While the Helix is packed with excellent models, it isn’t able to profile new pedals on its own the way the Quad Cortex can. If you’ve got an analog pedal that you want in your digital rig, the QC can fully profile it using Neural Capture Technology the same way it would capture an amp or cab.
The Helix picks up a slight advantage over the Quad Cortex when it comes to expression based FX as the floor based LT (and above) models feature a built in pedal. The Quad Cortex can accommodate external expression pedals, but they require a separate purchase, and not all models are supported, although our Jim Dunlop Cry Baby worked perfectly. Additionally, the Quad Cortex struggled with modulation and phasing FX when using expression pedals, whereas the Helix models fully supported their use.
Because of the Helix’s extended time on the market compared with the Quad Cortex, aftermarket support is a lot stronger. There are a lot more IRs available to download for a Helix than there are profiles for the QC. Although, the support for the QC is growing daily as more and more players enter the ecosystem.

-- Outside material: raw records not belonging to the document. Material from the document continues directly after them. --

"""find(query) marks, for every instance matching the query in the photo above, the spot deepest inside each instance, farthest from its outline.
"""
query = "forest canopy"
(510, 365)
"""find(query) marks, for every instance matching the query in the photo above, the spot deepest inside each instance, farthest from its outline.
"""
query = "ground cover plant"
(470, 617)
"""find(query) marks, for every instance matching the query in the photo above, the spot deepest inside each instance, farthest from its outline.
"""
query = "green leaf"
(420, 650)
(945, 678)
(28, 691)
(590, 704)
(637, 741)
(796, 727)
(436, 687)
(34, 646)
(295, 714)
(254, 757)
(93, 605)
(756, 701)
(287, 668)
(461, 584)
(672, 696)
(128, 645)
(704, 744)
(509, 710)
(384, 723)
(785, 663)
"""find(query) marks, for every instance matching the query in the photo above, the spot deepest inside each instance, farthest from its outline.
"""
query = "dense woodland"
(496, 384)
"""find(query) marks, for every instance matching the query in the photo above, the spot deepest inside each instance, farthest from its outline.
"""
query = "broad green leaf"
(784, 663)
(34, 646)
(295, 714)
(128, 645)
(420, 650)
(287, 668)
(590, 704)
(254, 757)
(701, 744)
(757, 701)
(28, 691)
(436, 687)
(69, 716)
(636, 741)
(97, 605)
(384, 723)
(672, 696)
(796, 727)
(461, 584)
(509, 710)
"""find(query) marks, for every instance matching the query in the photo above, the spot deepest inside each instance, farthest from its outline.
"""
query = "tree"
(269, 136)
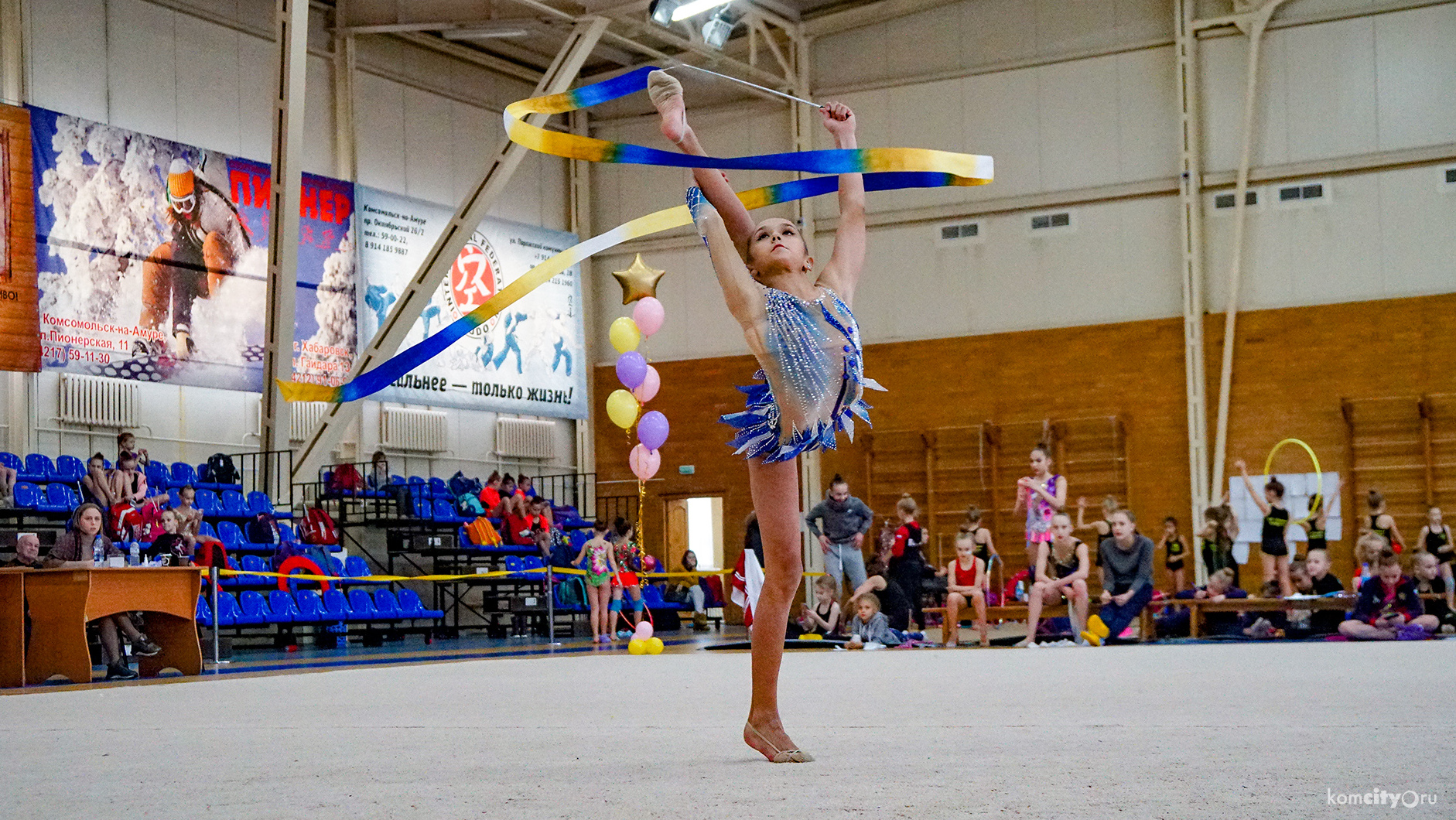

It’s also worth mentioning that the Quad Cortex does not feature a looper. Given the cost of the Quad Cortex, this is definitely a flaw. The Helix has 3 looper blocks, including a 6 switch, a 1 switch and a shuffling looper.
Given how much the two units look alike, from the form factor to the UI, the Quad cortex has a noticeably better playing feel. While there aren’t as many built in FX or amp profiles, the QC has a much more natural sound. The Helix’s models are excellent, but you always get the feeling that you’re playing a model, whereas the Quad Cortex could genuinely pass for the real thing.
The Helix does excel when it comes to pure FX, however. If your priority is FX and you plan to play through a real tube amp, the Helix gives you an experience that is much closer to using a tregular pedal board through an amp. So, for live FX use, the Helix is pretty tough to beat.
Final Thoughts on the Neural DSP Quad Cortex vs. Line 6 Helix
While the Helix family hasn’t had quite the same time on market as the Kemper, it’s still a much more established product than the Quad Cortex. Despite this, the Quad Cortex has carved a niche all of its own – in the studio, nothing comes close. The ability to reproduce tube tones the way it can has made it a must have for every pro and amateur studio alike.The Helix is still a phenomenal piece of kit. It’s versatile, and having the option of rack mounted or floor based opens up a lot of possibilities. The Helix really shines when it comes to live use as a primary effects processor.
The pedal models are superb, and they’re ready to go right out of the box. The amps and cabinets are good, but they simply can’t match the QC for tonal authenticity, making the Helix a better choice for players who are more interested in FX than transitioning to a fully digital rig.